Major Steps of DNA Digital Data Storage
The procedure to process data storage on DNA is as follows: To begin with, a computer-based algorithm maps strings of bits into DNA sequences that are synthesized or written by a machine leading to generation of many physical copies of a particular DNA sequence. Next, the solid phase sequences using phosphoramidite-based chemical technique are applied to a low-throughput column or a high-throughput array solid support. After the synthesis is done, the produced DNA material is cloned and stored in vivo in a biological cell. In in some very common techniques, the DNA material is cloned in vitro such as being stored to be protected from the environment or get frozen in a solution. Once the recorded data is needed, it can be retrieved selectively from the DNA pool through a process called Random Access. The random access within DNA pools evaluates and extracts data based on PCR enrichment with primer pairs that are capable of mapping given data packs that are generated during the encoding process.
Overview of DNA Data Processing
In general did they tow storage on DNA encompasses four major steps as right store retrieve and read.
Writing data a DNA begins with a step called encoding in which a computer-based algorithm maps strings of data bits into strands of DNA containing four nucleobases.

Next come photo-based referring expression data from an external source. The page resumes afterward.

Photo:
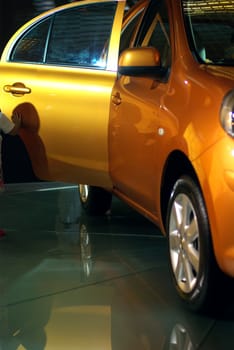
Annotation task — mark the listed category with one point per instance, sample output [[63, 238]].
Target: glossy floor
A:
[[72, 282]]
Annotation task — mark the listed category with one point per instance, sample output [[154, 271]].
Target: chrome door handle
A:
[[17, 89], [116, 99]]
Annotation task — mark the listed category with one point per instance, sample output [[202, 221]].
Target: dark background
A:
[[14, 13]]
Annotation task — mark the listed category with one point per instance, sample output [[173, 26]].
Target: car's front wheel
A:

DNA sequences in this order, occurs by accidents and arbitrary but with a determined length so that bit strings are cut into smaller chunks with the consecutive reassembling them into the digital data. It is essential to include either an index chunk or store overlapping ones in a distinct DNA sequence to enable the reassembly process. It’s been proved that a simple coding scheme based on an index is optimal and for an amount of information, a huge number of distinct DNA sequences is needed to be synthesized.
After the DNA sequences are synthesized, they need to be stored. It is estimated that an individual physically isolated DNA pool can store a series of data of about 1012 bytes. In fact, a directory of such pools is required to get enough capacity to store a large amount of data.
In the retrieving process, after a set of data is requested, the relevance of DNA has to be retrieved physically and sampled. Later, random access strategy is adopted so that reading all of the data in the pool is avoided and in addition to this, it becomes possible to pick up a specific set of data to be read. It should be noted that random access in DNA data storage could be supported based on a selective process like extraction via magnetic bead along with probes that are mapped for PCR application primers.
After a particular sample of DNA is chosen, the next stage involves the sequencing of that in order to generate a series of reads that are related to the molecules to be detected by the sequencer. Afterwards, these reads are decoded in the form of original digital data with a high probability. The prosperity to operate the readout relies on the sequencing coverage and the rate of error recorded throughout the operation.
It has been shown that in vivo DNA storage technique is regarded as the most successful and practical form of data storage considering the stability, cost and scalability. The systems that are based on in vivo DNA data, can be employed as biological recording platforms and are appropriate for collecting new data compared to preserving digital Data on physical devices.